Re: [PATCH 1/3] Partial revert "e1000e: Avoid receiver overrun interrupt bursts"

From: Alexander Duyck
Date: Mon Jan 29 2018 - 10:43:04 EST


On Sun, Jan 28, 2018 at 11:20 PM, Benjamin Poirier <bpoirier@xxxxxxxx> wrote:
> On 2018/01/26 08:50, Alexander Duyck wrote:
>> On Fri, Jan 26, 2018 at 1:12 AM, Benjamin Poirier <bpoirier@xxxxxxxx> wrote:
>> > This reverts commit 4aea7a5c5e940c1723add439f4088844cd26196d.
>> >
>> > We keep the fix for the first part of the problem (1) described in the log
>> > of that commit however we use the implementation of e1000_msix_other() from
>> > before commit 16ecba59bc33 ("e1000e: Do not read ICR in Other interrupt").
>> > We remove the fix for the second part of the problem (2).
>> >
>> > Bursts of "Other" interrupts may once again occur during rxo (receive
>> > overflow) traffic conditions. This is deemed acceptable in the interest of
>> > reverting driver code back to its previous state. The e1000e driver should
>> > be in "maintenance" mode and we want to avoid unforeseen fallout from
>> > changes that are not strictly necessary.
>> >
>> > Link: https://www.spinics.net/lists/netdev/msg480675.html
>> > Signed-off-by: Benjamin Poirier <bpoirier@xxxxxxxx>
>>
>> Thanks for doing this.
>>
>> Only a few minor tweaks I would recommend.

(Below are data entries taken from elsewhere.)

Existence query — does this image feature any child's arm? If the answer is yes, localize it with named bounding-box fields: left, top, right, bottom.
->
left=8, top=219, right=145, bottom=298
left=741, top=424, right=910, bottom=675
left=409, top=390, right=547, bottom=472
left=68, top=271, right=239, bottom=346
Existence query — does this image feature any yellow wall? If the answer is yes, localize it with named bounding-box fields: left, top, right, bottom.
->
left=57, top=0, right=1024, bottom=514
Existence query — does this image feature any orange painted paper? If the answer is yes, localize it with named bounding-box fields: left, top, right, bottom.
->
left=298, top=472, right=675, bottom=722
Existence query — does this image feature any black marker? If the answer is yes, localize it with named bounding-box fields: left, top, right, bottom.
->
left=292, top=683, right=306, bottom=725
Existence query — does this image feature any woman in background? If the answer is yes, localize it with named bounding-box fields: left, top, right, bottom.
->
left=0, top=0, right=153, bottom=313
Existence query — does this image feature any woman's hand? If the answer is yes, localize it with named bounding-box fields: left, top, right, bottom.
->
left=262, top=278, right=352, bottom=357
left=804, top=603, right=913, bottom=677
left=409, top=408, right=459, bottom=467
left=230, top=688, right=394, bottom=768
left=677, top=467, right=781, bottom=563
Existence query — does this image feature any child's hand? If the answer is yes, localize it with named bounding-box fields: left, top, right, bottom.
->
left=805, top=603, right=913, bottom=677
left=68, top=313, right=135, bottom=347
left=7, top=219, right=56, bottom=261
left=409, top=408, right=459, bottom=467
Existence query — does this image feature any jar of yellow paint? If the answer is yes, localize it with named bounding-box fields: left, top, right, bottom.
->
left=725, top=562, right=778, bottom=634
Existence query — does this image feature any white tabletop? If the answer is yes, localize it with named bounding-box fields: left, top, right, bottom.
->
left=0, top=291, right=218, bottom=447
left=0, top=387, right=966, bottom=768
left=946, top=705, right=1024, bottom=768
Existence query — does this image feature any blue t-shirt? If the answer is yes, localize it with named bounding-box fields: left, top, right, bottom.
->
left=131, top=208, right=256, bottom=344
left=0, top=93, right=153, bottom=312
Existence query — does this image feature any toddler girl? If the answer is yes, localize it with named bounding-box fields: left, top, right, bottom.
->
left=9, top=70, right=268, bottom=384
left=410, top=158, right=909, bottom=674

Otherwise it looks good.
>>
>> > ---
>> > drivers/net/ethernet/intel/e1000e/defines.h | 1 -
>> > drivers/net/ethernet/intel/e1000e/netdev.c | 32 +++++++++++------------------
>> > 2 files changed, 12 insertions(+), 21 deletions(-)
>> >
>> > diff --git a/drivers/net/ethernet/intel/e1000e/defines.h b/drivers/net/ethernet/intel/e1000e/defines.h
>> > index afb7ebe20b24..0641c0098738 100644
>> > --- a/drivers/net/ethernet/intel/e1000e/defines.h
>> > +++ b/drivers/net/ethernet/intel/e1000e/defines.h
>> > @@ -398,7 +398,6 @@
>> > #define E1000_ICR_LSC 0x00000004 /* Link Status Change */
>> > #define E1000_ICR_RXSEQ 0x00000008 /* Rx sequence error */
>> > #define E1000_ICR_RXDMT0 0x00000010 /* Rx desc min. threshold (0) */
>> > -#define E1000_ICR_RXO 0x00000040 /* Receiver Overrun */
>> > #define E1000_ICR_RXT0 0x00000080 /* Rx timer intr (ring 0) */
>> > #define E1000_ICR_ECCER 0x00400000 /* Uncorrectable ECC Error */
>> > /* If this bit asserted, the driver should claim the interrupt */
>> > diff --git a/drivers/net/ethernet/intel/e1000e/netdev.c b/drivers/net/ethernet/intel/e1000e/netdev.c
>> > index 9f18d39bdc8f..398e940436f8 100644
>> > --- a/drivers/net/ethernet/intel/e1000e/netdev.c
>> > +++ b/drivers/net/ethernet/intel/e1000e/netdev.c
>> > @@ -1914,30 +1914,23 @@ static irqreturn_t e1000_msix_other(int __always_unused irq, void *data)
>> > struct net_device *netdev = data;
>> > struct e1000_adapter *adapter = netdev_priv(netdev);
>> > struct e1000_hw *hw = &adapter->hw;
>> > - u32 icr;
>> > - bool enable = true;
>> > -
>> > - icr = er32(ICR);
>> > - if (icr & E1000_ICR_RXO) {
>> > - ew32(ICR, E1000_ICR_RXO);
>> > - enable = false;
>> > - /* napi poll will re-enable Other, make sure it runs */
>> > - if (napi_schedule_prep(&adapter->napi)) {
>> > - adapter->total_rx_bytes = 0;
>> > - adapter->total_rx_packets = 0;
>> > - __napi_schedule(&adapter->napi);
>> > - }
>> > - }
>> > - if (icr & E1000_ICR_LSC) {
>> > - ew32(ICR, E1000_ICR_LSC);
>> > + u32 icr = er32(ICR);
>> > +
>> > + if (icr & adapter->eiac_mask)
>> > + ew32(ICS, (icr & adapter->eiac_mask));
>>
>> I'm not sure about this bit as it includes queue interrupts if I am
>> not mistaken. What we should be focusing on are the bits that are not
>> auto-cleared so this should probably be icr & ~adapter->eiac_mask.
>> Actually what you might do is something like:
>> icr &= ~adapter->eiac_mask;
>> if (icr)
>> ew32(ICS, icr);
>>
>> Also a comment explaining that we have to clear the bits that are not
>> automatically cleared by other interrupt causes might be useful.
>
> I've re-read your comment many times and I think you misunderstood what
> that code is doing.

You are right. I did.

> This:
>> > + if (icr & adapter->eiac_mask)
>> > + ew32(ICS, (icr & adapter->eiac_mask));
>
> re-raises the queue interrupts in case the txq or rxq bits were set in
> icr and the Other interrupt handler read and cleared icr before the
> queue interrupt was raised. It's not about "clear the bits that are not
> automatically cleared". It's a write to ICS, not ICR.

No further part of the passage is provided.